March 30, 2012
A Barbara Pym kind of morning
It’s all been very Pymmian, my experience of membership in the Barbara Pym Society. That I’d join a society whose membership includes attendance at events that I never, ever go to, for one. But the Pymmishness really began with a handwritten letter I received in the post about two years ago from a fellow Pymmite who was rallying Ontario members of the society to get together. The very best thing was that the letter writer’s name seemed familiar, and I realized that she was a writer whose essay I’d noted on this very blog about 3 years previously and we’d even had a brief email correspondence. Anyway, we were back in touch and arranged a Barbara Pym tea at my house later that summer. It was a delightful get-together and we all fell in love immediately, and everything was perfect except that I’d put out a ton of food and everybody had already had lunch before their arrival. Further social awkwardness ensued when afterwards a gift was put in the post for Harriet which never arrived. I didn’t want to say anything because perhaps there hadn’t been a gift after all, but then months later, there was an enquiry as to whether I’d received it, and I felt terrible, because all that time they’d been thinking that I was a type of person who didn’t send thank-you notes! Not to mention that the present had disappeared off the face of the earth. Oh, the perils of the postal system…

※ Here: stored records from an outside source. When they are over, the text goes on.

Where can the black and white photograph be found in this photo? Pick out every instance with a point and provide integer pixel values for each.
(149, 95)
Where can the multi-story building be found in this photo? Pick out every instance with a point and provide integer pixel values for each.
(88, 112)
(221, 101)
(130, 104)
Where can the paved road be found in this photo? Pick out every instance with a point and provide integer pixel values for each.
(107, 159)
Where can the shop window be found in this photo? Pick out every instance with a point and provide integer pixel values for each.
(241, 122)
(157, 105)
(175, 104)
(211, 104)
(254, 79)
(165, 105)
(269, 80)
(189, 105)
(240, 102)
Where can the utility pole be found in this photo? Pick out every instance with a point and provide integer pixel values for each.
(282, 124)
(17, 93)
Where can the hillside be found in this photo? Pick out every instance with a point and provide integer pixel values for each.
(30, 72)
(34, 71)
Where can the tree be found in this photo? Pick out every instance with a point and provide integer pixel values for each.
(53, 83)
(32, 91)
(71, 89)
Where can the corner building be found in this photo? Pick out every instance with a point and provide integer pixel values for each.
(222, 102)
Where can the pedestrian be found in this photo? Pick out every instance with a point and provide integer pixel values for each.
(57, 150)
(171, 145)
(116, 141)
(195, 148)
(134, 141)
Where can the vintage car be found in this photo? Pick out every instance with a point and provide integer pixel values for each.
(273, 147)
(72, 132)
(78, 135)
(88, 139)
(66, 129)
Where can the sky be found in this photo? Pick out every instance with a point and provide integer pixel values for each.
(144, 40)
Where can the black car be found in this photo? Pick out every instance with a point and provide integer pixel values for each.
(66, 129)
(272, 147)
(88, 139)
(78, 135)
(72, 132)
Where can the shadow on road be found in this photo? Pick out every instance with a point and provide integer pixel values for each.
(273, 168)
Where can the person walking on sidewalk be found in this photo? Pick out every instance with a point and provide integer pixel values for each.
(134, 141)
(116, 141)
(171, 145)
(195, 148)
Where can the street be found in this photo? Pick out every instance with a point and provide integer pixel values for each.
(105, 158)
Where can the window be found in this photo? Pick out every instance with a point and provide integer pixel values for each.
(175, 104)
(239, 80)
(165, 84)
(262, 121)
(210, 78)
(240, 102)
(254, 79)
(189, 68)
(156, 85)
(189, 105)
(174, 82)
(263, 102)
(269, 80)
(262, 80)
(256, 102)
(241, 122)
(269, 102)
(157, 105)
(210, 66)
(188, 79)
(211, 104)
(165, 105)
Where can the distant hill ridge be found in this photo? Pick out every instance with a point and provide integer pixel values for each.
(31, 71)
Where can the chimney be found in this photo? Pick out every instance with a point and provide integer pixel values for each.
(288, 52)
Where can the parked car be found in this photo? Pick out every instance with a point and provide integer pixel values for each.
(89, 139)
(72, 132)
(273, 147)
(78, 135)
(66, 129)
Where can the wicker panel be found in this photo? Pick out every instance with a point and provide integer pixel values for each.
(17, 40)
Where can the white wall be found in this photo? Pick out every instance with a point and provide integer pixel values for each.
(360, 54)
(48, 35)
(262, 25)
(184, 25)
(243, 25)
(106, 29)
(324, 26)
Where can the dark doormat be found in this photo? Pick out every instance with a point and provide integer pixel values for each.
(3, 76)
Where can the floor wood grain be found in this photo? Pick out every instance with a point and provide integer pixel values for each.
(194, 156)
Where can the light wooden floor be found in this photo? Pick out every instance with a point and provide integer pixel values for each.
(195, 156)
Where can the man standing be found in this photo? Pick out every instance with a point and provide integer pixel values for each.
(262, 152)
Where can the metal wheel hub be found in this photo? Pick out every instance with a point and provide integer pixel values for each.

Anyway, last weekend, my friend Gloria called me (and it’s true that Barbara Pymmites and my mom are the only people who call me ever) to say that she and Judy were getting together this week, and she wondered if I could come along. At the time, I was facing a week of municipal labour unrest which meant no organized activities for my toddler, so I was very happy to accept. We drove out to the suburbs this morning with a blueberry cake in tow, and arrived only a few minutes late. It turned out that that the long-lost present had been found in the post office a few months ago, and so Harriet finally got to unwrap it– a gingham dress bought much too big so that 18 mos later, it fits perfectly. They also gave her a cowboy hat, which I can’t quite believe she didn’t own already.
The table was spread with just as many lovely things as I’d prepared back in 2010, except that we hadn’t had lunch before. We set to wait for the other guests to arrive… but they never did! Oh, we enjoyed ourselves, cups of tea and delicious cake and Harriet gorging on blue cheese. We enjoyed catching up again after many months, but at the back of our minds, we were concerned about where Judy and her husband had got to. The phone rang once and there was nobody there, which only served to up the urgency. We were all very polite and hid the panic, and poured more cups of tea, for what else can you do?

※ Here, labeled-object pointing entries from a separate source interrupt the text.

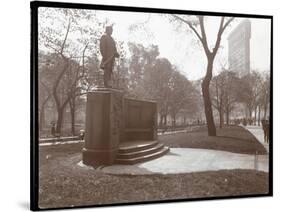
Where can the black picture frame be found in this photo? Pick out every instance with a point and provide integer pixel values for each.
(34, 135)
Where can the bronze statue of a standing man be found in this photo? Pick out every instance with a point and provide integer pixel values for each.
(109, 53)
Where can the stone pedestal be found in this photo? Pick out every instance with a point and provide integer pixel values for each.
(104, 122)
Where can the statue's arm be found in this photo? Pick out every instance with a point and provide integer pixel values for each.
(103, 45)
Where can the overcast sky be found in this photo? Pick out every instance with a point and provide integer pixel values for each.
(180, 47)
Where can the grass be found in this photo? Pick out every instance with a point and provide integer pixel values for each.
(233, 139)
(62, 183)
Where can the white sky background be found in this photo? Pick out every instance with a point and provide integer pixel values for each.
(180, 47)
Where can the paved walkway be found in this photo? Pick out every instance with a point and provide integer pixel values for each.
(187, 160)
(257, 131)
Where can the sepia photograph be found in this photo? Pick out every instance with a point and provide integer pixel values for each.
(142, 105)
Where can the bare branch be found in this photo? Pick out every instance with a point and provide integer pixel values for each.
(190, 26)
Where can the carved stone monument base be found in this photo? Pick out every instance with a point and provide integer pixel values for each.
(103, 126)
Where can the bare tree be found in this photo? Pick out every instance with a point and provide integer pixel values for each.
(69, 42)
(198, 28)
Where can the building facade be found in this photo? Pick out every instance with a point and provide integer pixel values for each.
(239, 48)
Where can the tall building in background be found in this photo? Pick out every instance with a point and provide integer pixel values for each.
(239, 48)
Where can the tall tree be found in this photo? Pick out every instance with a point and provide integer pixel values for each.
(64, 33)
(198, 28)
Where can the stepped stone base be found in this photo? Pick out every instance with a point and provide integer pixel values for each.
(140, 151)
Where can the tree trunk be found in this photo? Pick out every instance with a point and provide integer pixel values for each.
(221, 117)
(265, 111)
(255, 115)
(59, 121)
(227, 113)
(207, 100)
(72, 105)
(42, 118)
(259, 115)
(165, 120)
(73, 121)
(174, 120)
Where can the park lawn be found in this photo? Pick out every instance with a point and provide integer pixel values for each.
(232, 139)
(62, 183)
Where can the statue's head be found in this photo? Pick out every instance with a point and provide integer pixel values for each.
(108, 30)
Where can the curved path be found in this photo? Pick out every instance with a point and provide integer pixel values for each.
(187, 160)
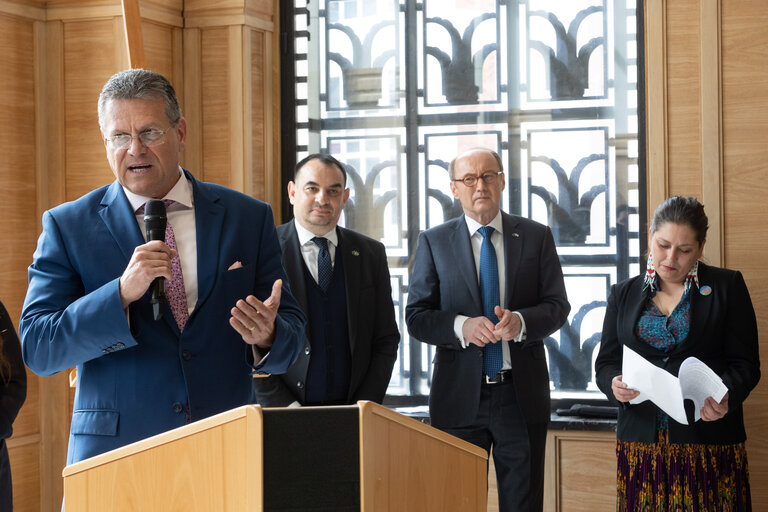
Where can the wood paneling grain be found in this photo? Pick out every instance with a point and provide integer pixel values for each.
(25, 468)
(214, 77)
(18, 213)
(683, 98)
(85, 160)
(745, 187)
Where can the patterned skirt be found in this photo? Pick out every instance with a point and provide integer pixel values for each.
(662, 476)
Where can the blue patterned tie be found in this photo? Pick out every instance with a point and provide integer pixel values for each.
(324, 269)
(489, 289)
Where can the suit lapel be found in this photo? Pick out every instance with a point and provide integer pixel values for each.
(701, 309)
(120, 220)
(209, 220)
(352, 276)
(637, 299)
(294, 264)
(465, 258)
(513, 252)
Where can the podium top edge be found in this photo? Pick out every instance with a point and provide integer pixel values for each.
(253, 411)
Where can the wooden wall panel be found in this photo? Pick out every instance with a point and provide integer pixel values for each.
(260, 79)
(162, 46)
(18, 213)
(94, 42)
(683, 98)
(25, 471)
(214, 76)
(745, 188)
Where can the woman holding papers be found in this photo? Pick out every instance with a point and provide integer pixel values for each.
(681, 308)
(13, 391)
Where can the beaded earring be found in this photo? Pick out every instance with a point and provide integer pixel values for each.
(650, 274)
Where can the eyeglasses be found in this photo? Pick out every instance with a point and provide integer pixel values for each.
(487, 177)
(148, 139)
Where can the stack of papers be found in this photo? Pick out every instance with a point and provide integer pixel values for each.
(695, 381)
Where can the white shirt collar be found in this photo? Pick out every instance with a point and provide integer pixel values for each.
(306, 236)
(180, 193)
(473, 225)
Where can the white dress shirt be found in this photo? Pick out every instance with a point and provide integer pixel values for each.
(309, 249)
(497, 239)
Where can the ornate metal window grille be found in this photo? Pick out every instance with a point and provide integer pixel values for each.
(396, 88)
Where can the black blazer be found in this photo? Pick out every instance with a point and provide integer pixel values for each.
(13, 391)
(723, 335)
(444, 284)
(373, 333)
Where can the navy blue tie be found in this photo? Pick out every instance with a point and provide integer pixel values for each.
(324, 269)
(493, 359)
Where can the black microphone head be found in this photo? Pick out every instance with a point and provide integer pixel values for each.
(155, 219)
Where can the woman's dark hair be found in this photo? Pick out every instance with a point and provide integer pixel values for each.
(682, 210)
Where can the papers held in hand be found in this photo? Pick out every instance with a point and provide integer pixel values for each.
(695, 381)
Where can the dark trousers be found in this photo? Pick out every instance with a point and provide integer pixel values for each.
(517, 447)
(6, 497)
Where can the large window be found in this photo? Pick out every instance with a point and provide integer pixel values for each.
(396, 88)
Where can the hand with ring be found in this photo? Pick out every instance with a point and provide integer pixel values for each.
(254, 320)
(478, 331)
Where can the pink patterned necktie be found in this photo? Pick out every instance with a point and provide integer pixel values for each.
(174, 289)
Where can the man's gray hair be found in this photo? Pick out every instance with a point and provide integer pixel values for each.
(139, 84)
(471, 150)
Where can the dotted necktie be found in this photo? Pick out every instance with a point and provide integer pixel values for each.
(174, 289)
(489, 290)
(324, 269)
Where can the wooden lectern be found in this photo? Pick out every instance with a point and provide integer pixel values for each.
(360, 457)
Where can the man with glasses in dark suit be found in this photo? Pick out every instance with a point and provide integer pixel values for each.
(486, 289)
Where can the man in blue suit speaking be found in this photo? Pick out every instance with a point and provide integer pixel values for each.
(226, 312)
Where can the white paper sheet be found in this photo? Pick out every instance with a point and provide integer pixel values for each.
(696, 382)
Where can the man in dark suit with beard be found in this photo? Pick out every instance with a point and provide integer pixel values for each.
(341, 281)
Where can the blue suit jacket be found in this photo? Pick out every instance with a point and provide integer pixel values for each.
(444, 284)
(136, 380)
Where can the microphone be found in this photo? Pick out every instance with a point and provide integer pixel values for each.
(154, 224)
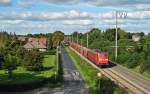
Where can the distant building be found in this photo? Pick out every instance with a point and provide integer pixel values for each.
(39, 43)
(136, 37)
(23, 39)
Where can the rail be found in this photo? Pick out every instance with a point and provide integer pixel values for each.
(118, 78)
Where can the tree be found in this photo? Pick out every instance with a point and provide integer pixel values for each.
(110, 34)
(50, 43)
(57, 37)
(33, 60)
(10, 63)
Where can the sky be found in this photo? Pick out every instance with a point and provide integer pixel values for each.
(44, 16)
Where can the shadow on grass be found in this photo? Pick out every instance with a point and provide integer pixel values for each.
(47, 68)
(22, 82)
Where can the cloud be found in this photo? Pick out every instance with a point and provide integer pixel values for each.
(78, 22)
(25, 3)
(62, 1)
(116, 2)
(5, 2)
(44, 16)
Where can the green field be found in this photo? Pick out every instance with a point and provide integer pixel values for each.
(89, 74)
(21, 75)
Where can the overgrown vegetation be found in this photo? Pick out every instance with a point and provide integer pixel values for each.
(96, 85)
(22, 69)
(132, 54)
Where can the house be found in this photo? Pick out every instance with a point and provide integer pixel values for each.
(39, 43)
(136, 37)
(23, 39)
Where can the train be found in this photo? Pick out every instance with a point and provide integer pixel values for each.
(96, 56)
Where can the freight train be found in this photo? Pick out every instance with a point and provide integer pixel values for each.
(100, 58)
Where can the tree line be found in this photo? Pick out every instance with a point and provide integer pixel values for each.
(13, 55)
(130, 53)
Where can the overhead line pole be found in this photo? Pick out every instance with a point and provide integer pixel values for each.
(116, 43)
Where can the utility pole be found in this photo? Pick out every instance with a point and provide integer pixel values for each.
(121, 15)
(87, 40)
(116, 43)
(72, 37)
(77, 38)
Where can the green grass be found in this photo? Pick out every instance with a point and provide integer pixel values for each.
(21, 75)
(88, 73)
(137, 69)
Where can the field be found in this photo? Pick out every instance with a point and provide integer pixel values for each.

Finally, it was time for Harriet and I to get back to the city, and just as we were leaving, Judy rang. She and her husband had been caught in traffic all morning and finally decided to pack it in and turn around and go back home. Which was too bad, her waste of a morning and that we’d missed her, but we were all really thinking that our gathering had just narrowly escaped a calamity, worst-case scenarios passing before our eyes. We were all a little giddy as we bid our final good-byes.

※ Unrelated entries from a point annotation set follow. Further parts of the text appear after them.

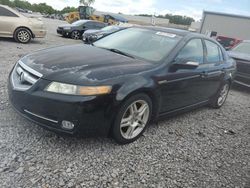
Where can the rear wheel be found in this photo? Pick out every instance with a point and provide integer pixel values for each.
(132, 119)
(221, 96)
(75, 35)
(22, 35)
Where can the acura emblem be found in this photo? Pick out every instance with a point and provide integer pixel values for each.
(22, 80)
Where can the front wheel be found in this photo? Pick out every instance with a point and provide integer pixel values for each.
(132, 119)
(22, 35)
(221, 96)
(75, 35)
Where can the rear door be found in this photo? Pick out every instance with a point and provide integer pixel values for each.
(8, 21)
(214, 68)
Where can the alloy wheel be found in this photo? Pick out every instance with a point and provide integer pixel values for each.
(75, 35)
(223, 95)
(23, 36)
(134, 119)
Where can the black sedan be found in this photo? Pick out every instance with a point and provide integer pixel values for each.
(241, 54)
(93, 35)
(119, 83)
(76, 29)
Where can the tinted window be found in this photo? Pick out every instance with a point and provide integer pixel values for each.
(221, 55)
(5, 12)
(99, 25)
(213, 54)
(147, 44)
(79, 22)
(243, 47)
(192, 51)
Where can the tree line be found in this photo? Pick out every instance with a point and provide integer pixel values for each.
(46, 9)
(175, 19)
(41, 7)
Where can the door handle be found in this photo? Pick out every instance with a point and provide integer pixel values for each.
(204, 74)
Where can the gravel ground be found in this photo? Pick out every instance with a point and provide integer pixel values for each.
(202, 148)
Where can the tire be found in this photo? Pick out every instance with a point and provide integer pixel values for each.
(75, 35)
(22, 35)
(135, 113)
(221, 96)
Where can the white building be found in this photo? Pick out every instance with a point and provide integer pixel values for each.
(228, 25)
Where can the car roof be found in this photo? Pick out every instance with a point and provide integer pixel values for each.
(179, 32)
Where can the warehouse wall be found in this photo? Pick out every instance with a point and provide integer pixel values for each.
(235, 27)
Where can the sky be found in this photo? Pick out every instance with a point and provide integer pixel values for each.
(193, 8)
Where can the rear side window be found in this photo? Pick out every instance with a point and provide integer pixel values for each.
(6, 12)
(192, 51)
(213, 52)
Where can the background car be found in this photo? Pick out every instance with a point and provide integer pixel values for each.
(228, 42)
(76, 29)
(121, 82)
(21, 28)
(241, 53)
(92, 35)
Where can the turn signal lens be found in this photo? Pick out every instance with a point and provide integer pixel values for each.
(96, 90)
(70, 89)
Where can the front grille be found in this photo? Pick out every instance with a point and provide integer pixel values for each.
(23, 77)
(243, 66)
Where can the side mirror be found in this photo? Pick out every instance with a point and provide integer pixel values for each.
(185, 64)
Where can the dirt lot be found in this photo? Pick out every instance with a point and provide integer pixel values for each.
(202, 148)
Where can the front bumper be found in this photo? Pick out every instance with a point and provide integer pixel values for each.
(63, 32)
(88, 113)
(39, 33)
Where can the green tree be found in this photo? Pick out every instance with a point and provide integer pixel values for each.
(68, 9)
(86, 2)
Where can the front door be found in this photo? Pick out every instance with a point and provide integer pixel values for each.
(7, 22)
(184, 87)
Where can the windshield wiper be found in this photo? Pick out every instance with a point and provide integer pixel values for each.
(119, 52)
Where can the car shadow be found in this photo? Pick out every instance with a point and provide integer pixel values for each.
(241, 88)
(12, 40)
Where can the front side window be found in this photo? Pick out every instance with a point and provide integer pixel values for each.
(243, 47)
(6, 12)
(192, 51)
(147, 44)
(213, 54)
(78, 23)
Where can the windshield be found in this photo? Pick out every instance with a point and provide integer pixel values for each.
(243, 47)
(147, 44)
(79, 22)
(110, 28)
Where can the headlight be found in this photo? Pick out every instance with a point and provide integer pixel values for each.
(70, 89)
(67, 28)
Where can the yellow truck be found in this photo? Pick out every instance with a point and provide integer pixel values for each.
(87, 12)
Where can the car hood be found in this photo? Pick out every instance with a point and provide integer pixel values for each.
(65, 25)
(91, 31)
(83, 64)
(238, 55)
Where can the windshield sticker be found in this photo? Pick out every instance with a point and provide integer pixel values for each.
(166, 34)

So we will do it again soon, with Judy this time, and maybe we’ll all finally get it right but it’s funny how much these social situations are precisely the stuff of Pym, the excellentness of the women in particular, of course– Judy is even a vicar’s wife. That there is a timelessness to Pym’s grasp of human dynamics, their intricacies and awkwardnesses. And it’s unfortunate for those of us who have to live it but so fortunate for those of us who get to read it: these kinds of stories will never go out of style.
Kerry!
You are so right when you say it is pure Pym!
But we missed your blueberry cake and the blue cheese!